Genotypic and Phenotypic Heterogeneity of LGMD1D due to DNAJB6 Mutations.

We read with interest the article by Kim, et al.1 concerning 3 patients with autosomal dominant limb girdle muscular dystrophy type 1D (LGMD1D) due to mutations p.Phe89Ile and p.Phe100Ile in DNAJB6. We have the following comments and concerns.

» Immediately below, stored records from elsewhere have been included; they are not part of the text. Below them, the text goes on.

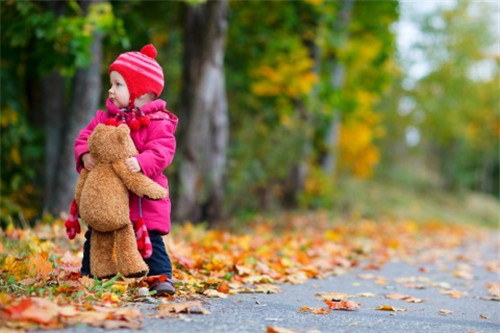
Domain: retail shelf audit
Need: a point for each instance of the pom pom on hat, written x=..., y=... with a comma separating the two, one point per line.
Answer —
x=141, y=71
x=111, y=122
x=149, y=50
x=134, y=125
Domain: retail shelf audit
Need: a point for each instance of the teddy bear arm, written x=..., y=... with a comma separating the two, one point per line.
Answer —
x=79, y=185
x=138, y=183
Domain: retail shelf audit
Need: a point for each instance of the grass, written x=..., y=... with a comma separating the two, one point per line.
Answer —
x=384, y=199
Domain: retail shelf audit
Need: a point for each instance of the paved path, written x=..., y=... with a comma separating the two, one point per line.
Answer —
x=449, y=272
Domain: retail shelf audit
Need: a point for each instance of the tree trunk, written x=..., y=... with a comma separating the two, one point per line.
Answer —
x=87, y=88
x=53, y=114
x=337, y=82
x=205, y=137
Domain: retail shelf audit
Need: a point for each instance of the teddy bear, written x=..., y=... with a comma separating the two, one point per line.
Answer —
x=102, y=199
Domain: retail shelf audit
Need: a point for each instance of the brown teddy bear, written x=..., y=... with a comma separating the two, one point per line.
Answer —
x=102, y=198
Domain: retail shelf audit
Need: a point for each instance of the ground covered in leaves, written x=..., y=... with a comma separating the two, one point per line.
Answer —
x=41, y=286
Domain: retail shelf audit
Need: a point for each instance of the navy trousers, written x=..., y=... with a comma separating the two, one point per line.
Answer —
x=159, y=263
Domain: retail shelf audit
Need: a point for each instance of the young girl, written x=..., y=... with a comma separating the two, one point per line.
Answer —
x=136, y=81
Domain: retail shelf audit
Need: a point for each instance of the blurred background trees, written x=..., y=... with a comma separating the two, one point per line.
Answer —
x=301, y=98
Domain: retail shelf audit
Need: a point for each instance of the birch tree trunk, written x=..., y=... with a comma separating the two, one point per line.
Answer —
x=205, y=134
x=87, y=88
x=329, y=162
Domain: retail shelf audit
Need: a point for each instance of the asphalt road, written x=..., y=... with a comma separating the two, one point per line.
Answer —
x=438, y=275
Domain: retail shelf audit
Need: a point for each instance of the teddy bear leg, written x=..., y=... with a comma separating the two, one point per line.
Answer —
x=130, y=262
x=102, y=264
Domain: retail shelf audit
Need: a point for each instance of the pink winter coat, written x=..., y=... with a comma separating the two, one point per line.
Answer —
x=156, y=146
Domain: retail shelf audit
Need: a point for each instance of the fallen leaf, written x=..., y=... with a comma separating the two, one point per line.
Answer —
x=493, y=288
x=452, y=293
x=167, y=310
x=315, y=310
x=406, y=298
x=333, y=296
x=342, y=305
x=267, y=288
x=274, y=329
x=390, y=308
x=214, y=293
x=445, y=312
x=223, y=287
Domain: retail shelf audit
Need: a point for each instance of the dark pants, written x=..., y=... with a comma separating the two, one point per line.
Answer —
x=159, y=262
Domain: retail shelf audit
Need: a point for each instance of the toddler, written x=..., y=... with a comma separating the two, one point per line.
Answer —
x=136, y=82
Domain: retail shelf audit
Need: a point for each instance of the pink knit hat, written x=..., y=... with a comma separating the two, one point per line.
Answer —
x=141, y=71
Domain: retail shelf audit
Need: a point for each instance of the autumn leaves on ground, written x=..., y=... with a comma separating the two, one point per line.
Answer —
x=41, y=287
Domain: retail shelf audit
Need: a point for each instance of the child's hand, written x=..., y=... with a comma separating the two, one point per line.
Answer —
x=132, y=164
x=88, y=161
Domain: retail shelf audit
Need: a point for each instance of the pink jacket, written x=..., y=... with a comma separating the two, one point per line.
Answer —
x=156, y=146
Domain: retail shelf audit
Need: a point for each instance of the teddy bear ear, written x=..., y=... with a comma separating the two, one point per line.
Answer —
x=122, y=133
x=123, y=130
x=99, y=127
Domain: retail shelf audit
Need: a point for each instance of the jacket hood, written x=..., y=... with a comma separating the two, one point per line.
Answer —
x=151, y=107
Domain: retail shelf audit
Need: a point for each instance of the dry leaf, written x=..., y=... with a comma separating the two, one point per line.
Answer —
x=333, y=296
x=214, y=293
x=390, y=308
x=493, y=288
x=315, y=310
x=342, y=305
x=273, y=329
x=452, y=293
x=406, y=298
x=167, y=310
x=267, y=288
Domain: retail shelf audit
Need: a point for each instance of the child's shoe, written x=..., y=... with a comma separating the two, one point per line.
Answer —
x=163, y=288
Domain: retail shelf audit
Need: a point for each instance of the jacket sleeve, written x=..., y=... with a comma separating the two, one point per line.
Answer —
x=160, y=148
x=81, y=146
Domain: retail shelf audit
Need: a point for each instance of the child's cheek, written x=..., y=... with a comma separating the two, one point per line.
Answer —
x=140, y=139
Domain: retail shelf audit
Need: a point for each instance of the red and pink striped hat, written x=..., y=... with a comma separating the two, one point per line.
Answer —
x=141, y=71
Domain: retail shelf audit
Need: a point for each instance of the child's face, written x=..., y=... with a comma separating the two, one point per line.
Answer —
x=118, y=93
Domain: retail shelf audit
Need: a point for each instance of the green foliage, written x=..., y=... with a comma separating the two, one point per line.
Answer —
x=456, y=104
x=35, y=42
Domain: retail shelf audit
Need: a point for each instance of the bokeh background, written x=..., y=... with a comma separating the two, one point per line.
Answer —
x=361, y=109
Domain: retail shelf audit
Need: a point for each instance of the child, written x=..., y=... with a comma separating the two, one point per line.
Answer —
x=136, y=81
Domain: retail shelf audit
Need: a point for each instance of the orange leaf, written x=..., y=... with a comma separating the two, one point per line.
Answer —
x=342, y=305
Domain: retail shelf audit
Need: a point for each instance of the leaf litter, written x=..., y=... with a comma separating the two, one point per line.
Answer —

If patients with LGMD1D exhibit symptoms in childhood, it is not justified to call LGMD1D a disorder only with adult onset. At least, a rare early onset and the more common late onset phenotype should be designated. Not only did Patient-2 experience muscle problems in childhood,1 but also Ruggieri, et al.2 reported a patient with childhood onset. Another LGMD1D patient with childhood onset (8 years) was described by Suarez-Cedeno, et al.3 Finally, Nam's index case had early onset at age 8 years.4

Additionally, if a patient does not complain about cardiac symptoms, this does not necessarily mean that he has no cardiac involvement. Cardiac disease can be subclinical, and thus, all patients with myopathy need to undergo prospective cardiac investigations for cardiac involvement. Cardiac involvement frequently comprises cardiomyopathy of any type (noncompaction, heart failure, or arrhythmias). Accordingly, I wonder whether there were any abnormalities detected on long-term ECG echocardiography or cardiac MRI.

Typically, for most neuromuscular disorders, creatine-kinase (CK) values fluctuate. Thus, it is essential to review previous laboratory investigations to see if CK was elevated prior to diagnosis. I would be interested to know to what degrees did CK values fluctuate in the three presented patients over time. Moreover, a serum CK value of 175 U/L, as detected in Patient 1, would be abnormal in our laboratory. Provision of reference limits would be helpful.

Though rare, it should be mentioned that LGMD1D may have an onset with distal muscle weakness (Table 1), as has been reported by Ruggieri, et al.2 There are also patients who generally have distally pronounced muscle weakness (Table 1).5 Distal predominance has also been reported in the three affected members of family 2 reported by Harms, et al.6 (Table 1). Two of the patients described by Kim, et al.1 had distal predominance as well (Table 1). Generally, the phenotype of LGMD1D seems to be more heterogeneous than initially assumed.

Table 1

Genetic Background of Patients with Limb Girdle Muscular Dystrophy Type 1D

Reference	NOP	Ethnic origin	Mutation	Phenotypic peculiarity
Kim, et al.1	3	Asian	p.Phe89Ile	None
		Asian	p.Phe100Ile	Lower extremity onset, early onset
		Asian	p.Phe100Ile	Bulbar symptoms, distal predominance
Jonson, et al.7	>4	Caucasian	p.Asp98del	Distal predominance
		Caucasian	p.Asn95Ile	None
		Caucasian	p.Phe93Leu	None
Kojima, et al.8	1	Asian	p.Phe93Leu	None
Nam, et al.4	1	Asian	p.Phe91Leu	Early onset
Palmio, et al.9	3	Caucasian	p.Phe91Ile	Early onset, respiratory failure
	1	Caucasian	p.Phe91Leu	Respiratory failure
Ruggieri, et al.2	2	Caucasian	p.Phe91	Distal onset, early onset
		Caucasian	p.Phe100Val	Distal onset, early onset
Suarez-Cedeno, et al.3	1	Caucasian	p.Phe89Ile	Early onset
Couthouis, et al.10	4	Caucasian	p.Phe89Ile	None
Sato, et al.11	2	Asian	p.Phe96Ile	None
		Asian	p.Phe96Leu	None
Harms, et al.6	3	American	p.Pro96Arg	Heal cord contracture, distal dominant
Sarparanta, et al.5	9	Caucasians	p.Phe93Leu	None

NOP, number of patients.

Finally, we do not agree with the statement that only nine different mutations have been detected in DNAJB6 so far.1 According to Table 1, at least 10 different mutations have been reported thus far (Table 1).

Overall, this interesting study could be more meaningful by distinguishing between early and late onset LGMD1D, by differentiating distal and proximal predominant affection, by prospective studies of the heart, eyes, ears, gastrointestinal tract, and kidneys to exclude multisystem involvement and by reviewing previously determined CK values.